A
gallium(III)-substituted amphiphilic
corrole noncovalently associated with a targeting
protein was previously found by us to confer promising cytotoxic and antitumor activities against a
breast cancer cell line and a mouse xenograft
breast cancer model. To further explore potential anticancer applications, the
cytostatic and cytotoxic properties of six nontargeted metallocorroles were evaluated against seven human
cancer cell lines. Results indicated that toxicity toward human
cancer cells depended on the
metal ion as well as
corrole functional group substitution. Ga(III)-substituted metallocorrole 1-Ga inhibited proliferation of breast (MDA-MB-231),
melanoma (SK-MEL-28), and ovarian (OVCAR-3)

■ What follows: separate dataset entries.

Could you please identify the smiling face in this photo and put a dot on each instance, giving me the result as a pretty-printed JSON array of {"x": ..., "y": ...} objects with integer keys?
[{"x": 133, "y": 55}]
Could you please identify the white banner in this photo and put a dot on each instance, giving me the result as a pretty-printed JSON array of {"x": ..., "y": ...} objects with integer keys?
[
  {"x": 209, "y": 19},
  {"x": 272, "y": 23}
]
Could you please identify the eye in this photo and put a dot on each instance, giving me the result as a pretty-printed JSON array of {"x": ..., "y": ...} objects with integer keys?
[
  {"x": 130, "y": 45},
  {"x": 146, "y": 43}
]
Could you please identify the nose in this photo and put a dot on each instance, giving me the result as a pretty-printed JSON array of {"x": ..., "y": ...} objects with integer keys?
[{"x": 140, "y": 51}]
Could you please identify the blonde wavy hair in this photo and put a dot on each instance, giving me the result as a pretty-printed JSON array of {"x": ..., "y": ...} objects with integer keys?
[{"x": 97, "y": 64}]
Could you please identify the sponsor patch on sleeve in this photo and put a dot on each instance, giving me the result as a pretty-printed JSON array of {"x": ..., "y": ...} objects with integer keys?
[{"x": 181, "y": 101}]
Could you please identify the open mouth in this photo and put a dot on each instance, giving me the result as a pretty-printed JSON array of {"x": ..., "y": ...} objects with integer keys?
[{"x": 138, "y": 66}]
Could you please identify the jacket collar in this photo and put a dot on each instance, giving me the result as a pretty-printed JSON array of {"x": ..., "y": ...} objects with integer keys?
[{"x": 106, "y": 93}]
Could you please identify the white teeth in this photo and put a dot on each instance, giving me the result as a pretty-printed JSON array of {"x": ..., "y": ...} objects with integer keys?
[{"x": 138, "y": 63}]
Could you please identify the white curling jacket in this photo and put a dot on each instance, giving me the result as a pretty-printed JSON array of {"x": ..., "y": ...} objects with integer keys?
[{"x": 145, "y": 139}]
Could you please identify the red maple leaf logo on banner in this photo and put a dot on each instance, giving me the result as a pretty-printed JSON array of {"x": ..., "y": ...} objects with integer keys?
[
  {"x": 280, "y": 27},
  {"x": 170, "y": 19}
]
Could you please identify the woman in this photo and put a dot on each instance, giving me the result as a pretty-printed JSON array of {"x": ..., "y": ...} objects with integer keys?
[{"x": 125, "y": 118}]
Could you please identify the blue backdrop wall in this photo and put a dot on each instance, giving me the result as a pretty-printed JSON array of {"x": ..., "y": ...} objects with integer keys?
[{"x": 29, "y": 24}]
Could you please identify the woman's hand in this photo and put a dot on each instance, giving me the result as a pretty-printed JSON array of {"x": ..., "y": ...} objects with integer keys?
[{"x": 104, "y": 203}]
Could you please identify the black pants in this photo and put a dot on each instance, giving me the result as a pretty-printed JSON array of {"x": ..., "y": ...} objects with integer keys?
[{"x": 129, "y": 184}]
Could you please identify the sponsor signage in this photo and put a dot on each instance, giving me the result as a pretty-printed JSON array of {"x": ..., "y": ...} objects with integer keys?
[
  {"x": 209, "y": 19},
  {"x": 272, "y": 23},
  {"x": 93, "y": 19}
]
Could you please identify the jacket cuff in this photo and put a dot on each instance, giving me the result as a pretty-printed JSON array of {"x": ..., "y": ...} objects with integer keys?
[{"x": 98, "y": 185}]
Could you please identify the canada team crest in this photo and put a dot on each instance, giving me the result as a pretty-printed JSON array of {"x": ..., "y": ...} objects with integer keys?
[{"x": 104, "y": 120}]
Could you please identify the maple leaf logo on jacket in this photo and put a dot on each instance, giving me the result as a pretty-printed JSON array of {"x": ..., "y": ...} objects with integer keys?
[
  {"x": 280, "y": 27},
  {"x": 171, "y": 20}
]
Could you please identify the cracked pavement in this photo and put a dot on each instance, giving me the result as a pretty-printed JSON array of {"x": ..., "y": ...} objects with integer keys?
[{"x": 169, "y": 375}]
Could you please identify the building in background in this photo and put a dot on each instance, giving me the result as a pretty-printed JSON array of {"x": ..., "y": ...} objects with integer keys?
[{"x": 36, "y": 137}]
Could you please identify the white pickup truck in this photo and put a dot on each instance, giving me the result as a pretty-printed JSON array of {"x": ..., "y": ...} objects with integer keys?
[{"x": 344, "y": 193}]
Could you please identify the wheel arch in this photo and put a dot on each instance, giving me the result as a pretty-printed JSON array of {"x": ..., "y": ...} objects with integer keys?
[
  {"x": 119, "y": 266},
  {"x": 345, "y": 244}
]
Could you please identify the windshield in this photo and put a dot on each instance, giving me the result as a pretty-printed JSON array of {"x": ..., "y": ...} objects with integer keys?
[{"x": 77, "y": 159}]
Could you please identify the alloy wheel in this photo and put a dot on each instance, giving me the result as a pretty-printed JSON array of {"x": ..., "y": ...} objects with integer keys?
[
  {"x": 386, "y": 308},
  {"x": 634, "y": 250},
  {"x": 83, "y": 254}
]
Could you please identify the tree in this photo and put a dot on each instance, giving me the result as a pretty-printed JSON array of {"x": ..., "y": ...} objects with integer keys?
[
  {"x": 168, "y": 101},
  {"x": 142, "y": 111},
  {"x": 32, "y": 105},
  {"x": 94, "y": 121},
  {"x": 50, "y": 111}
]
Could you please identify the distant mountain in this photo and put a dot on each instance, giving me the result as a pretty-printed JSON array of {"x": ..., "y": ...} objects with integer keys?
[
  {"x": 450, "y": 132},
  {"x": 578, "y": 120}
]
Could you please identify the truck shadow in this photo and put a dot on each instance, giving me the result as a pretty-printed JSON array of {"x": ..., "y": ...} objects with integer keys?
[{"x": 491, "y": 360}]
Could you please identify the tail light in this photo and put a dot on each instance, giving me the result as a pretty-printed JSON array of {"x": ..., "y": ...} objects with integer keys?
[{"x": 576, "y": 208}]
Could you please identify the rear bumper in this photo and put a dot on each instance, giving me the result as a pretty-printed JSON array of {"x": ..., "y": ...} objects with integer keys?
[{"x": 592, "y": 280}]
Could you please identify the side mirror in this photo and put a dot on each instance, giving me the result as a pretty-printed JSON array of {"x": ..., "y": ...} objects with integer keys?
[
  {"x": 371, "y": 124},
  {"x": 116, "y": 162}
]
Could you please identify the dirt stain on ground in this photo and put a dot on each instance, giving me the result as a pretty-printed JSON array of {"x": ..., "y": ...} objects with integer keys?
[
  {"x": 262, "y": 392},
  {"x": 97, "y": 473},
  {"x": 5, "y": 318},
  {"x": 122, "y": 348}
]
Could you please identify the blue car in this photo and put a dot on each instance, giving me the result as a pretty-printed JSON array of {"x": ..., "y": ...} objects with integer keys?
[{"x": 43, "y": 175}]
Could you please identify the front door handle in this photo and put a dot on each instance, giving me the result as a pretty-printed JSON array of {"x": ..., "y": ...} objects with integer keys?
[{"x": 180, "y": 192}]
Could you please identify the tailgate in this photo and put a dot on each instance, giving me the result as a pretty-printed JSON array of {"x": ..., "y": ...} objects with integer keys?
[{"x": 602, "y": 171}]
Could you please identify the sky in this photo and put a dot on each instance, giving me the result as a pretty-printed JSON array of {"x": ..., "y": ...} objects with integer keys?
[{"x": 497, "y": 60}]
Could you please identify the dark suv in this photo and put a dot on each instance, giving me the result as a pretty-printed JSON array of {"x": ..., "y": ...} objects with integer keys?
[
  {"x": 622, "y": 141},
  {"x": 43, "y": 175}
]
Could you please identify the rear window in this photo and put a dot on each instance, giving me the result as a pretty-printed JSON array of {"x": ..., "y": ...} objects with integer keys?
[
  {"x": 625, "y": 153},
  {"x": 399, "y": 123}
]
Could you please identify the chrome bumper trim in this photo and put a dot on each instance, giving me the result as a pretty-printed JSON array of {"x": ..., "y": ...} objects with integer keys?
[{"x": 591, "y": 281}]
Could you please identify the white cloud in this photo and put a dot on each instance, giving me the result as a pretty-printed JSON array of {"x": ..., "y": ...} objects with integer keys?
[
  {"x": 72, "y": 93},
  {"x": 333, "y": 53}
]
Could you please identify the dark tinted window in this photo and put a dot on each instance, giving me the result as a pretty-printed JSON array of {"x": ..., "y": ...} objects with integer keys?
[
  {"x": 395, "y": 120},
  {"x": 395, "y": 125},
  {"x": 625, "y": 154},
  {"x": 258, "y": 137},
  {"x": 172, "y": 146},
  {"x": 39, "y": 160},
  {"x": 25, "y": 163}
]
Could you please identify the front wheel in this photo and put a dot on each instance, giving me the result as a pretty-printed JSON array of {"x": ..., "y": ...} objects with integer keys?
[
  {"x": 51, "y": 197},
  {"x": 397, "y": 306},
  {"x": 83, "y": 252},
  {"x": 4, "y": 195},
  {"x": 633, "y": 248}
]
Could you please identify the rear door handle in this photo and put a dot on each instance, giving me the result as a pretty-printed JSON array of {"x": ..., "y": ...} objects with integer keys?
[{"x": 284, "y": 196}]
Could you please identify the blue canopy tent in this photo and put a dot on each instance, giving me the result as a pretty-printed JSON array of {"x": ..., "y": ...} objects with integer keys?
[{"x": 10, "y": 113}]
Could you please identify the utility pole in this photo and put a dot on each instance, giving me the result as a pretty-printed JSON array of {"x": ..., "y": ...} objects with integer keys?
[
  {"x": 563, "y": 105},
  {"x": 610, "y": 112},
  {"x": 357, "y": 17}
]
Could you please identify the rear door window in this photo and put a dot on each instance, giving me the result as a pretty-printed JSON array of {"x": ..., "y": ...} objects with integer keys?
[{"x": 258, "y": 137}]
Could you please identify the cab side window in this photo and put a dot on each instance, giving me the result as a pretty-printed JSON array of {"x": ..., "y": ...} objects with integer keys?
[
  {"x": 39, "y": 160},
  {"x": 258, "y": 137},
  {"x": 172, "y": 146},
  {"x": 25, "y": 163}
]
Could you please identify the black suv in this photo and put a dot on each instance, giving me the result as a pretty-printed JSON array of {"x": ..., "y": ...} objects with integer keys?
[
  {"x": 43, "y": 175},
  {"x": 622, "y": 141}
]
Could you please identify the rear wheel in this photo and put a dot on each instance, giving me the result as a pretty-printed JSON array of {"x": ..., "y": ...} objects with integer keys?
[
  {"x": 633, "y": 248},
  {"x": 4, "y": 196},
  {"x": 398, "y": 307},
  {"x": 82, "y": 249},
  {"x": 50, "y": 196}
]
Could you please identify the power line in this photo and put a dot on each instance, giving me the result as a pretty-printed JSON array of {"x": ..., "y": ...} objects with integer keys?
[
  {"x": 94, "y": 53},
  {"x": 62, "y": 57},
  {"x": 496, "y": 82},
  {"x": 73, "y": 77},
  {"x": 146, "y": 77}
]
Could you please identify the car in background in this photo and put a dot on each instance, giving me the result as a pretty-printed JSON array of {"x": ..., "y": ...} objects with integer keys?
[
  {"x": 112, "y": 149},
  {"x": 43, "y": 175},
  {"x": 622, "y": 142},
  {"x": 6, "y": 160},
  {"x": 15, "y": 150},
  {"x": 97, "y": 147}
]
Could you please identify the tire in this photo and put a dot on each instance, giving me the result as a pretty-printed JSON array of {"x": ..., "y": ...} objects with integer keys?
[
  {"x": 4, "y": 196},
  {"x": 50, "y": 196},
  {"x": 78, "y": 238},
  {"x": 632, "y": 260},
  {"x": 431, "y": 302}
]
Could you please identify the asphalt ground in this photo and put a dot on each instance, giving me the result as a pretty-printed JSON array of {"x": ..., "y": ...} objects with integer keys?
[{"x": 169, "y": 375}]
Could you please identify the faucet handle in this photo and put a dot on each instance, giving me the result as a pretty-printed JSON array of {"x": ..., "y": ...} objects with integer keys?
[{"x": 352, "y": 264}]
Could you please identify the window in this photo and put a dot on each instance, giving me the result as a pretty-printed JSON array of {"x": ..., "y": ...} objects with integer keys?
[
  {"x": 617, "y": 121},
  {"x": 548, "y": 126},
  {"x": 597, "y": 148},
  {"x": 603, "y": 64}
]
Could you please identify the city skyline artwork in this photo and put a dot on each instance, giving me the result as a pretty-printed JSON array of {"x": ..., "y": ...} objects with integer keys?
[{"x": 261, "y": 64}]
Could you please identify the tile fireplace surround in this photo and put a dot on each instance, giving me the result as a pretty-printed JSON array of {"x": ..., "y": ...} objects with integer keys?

cancer cells primarily by arrest of DNA replication, whereas 2-Mn displayed both
cytostatic and cytotoxic properties. Confocal microscopy revealed extensive uptake of 1-Ga into the cytoplasm of
melanoma and
ovarian cancer cells, while
prostate cancer cells (DU-145) displayed extensive nuclear localization. The localization of 1-Ga to the nucleus in DU-145 cells was exploited to achieve a 3-fold enhancement in the IC(50) of
doxorubicin upon coadministration. Time-course studies showed that over 90% of
melanoma cells incubated with 30 μM 1-Ga internalized metallocorrole after 15 min. Cellular uptake of 1-Ga and 1-Al was fastest and most efficient in
melanoma, followed by prostate and
ovarian cancer cells. Cell cycle analyses revealed that bis-sulfonated corroles containing Al(III), Ga(III), and Mn(III) induced late M phase arrest in several different
cancer cell lines, a feature that could be developed for potential therapeutic benefit.